Não é fácil conciliar a vida de estrela do mundo pop com a exigente carreira de jogador de futebol profissional. Não são poucos os casos dos que se perdem nesse caminho duplo, e quando isso ocorre a regra é vermos a celebridade triunfando sobre o atleta, cujas exigências físicas são bem maiores.
Não foi o que aconteceu com David Beckham, como mostram os quatro episódios – com cerca de uma hora cada – da minissérie Beckham, disponível na Netflix, onde se constata que o apreço do inglês por holofotes não diminuiu seu tamanho como atleta, pelo contrário.
Primeiro, é bom que se diga o óbvio, contestado por muitos durante anos: Beckham foi um ótimo jogador, como comprovam os registros de suas partidas, as camisas que vestiu, os títulos que conquistou e os prêmios que recebeu em seus 20 anos de carreira.

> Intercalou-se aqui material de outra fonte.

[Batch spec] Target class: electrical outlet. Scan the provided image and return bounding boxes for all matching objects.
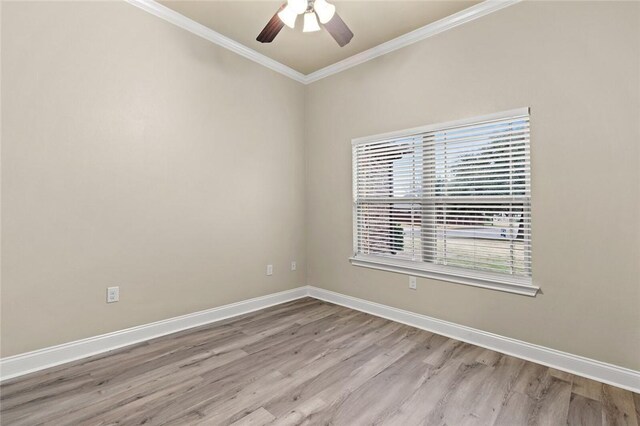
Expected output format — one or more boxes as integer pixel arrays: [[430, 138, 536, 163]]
[[409, 277, 418, 290], [107, 287, 120, 303]]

Contudo, apesar das dezenas de cobranças de faltas e inversões de jogo impecáveis exibidas no documentário, Beckham não foi nem de longe um fenômeno técnico como alguns dos companheiros com quem jogou– Zidane e Ronaldo, por exemplo.

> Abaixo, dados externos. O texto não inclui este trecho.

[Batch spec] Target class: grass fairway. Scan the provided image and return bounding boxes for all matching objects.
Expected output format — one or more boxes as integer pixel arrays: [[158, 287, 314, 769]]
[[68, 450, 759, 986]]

Como muitas séries que abordam a vida e carreira de esportistas, além da simplificação cronológica para atrelar bons e maus desempenhos aos fatores que convêm ao roteiro (recheado de temas pessoais), o documentário carrega de tons épicos algumas atuações e partidas do meia.
Ao mesmo tempo, os episódios retratam de forma ampla e bem documentada diversos dos aspectos negativos e positivos aos quais são submetidos os jogadores de futebol que ambicionam, por vaidade ou dinheiro, tornar-se também uma estrela do mundo pop – e nos tempos atuais eles não são poucos...

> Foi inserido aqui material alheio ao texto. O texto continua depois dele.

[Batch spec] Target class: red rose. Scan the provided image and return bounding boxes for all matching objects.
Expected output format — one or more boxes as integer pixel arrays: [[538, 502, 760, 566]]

Esportivamente, Beckham sofreu por ser bonito e vaidoso, por vestir o que vestia, por casar com quem casou, por comportar-se como uma estrela. Não fosse tudo isso, por exemplo, ele não teria sido forçado a deixar o clube que amava. Não teria recebido um volume insano de críticas por uma expulsão (exagerada) na Copa do Mundo de 1998. Não viveria sob constante desconfiança.
Mas Beckham vingou.
Vingou por uma resiliência incomum para um astro já consolidado e bem mais característica em um jogador operário – que David Beckham também foi, graças à influência de um pai mais rígido e crítico do que afetuoso e protetor, outro aspecto muito bem retratado no documentário.
Vingou por saber explorar aquilo que, dentre os jogadores de sua época, só ele tinha. Porque, por melhor que Beckham fosse em campo, fica claro o quanto o Real Madrid, ao contratá-lo atendendo ao seu pedido, não buscava um jogador de futebol necessário para o time, mas sim uma marca que pudesse fazer o clube lucrar ainda mais – como de fato ocorreu.
À distância de anos dos episódios relatados, as falas por vezes emocionadas do próprio Beckham – que antes víamos interpretando um personagem e não falando tão abertamente –, somadas à rara sinceridade nas entrevistas de técnicos renomados como Alex Ferguson e Fábio Capello tornam o documentário um retrato interessante sobre bastidores do futebol em um caso incomum na modalidade.
Um caso no qual um jogador conseguiu potencializar sua carreira esportiva por agir como celebridade.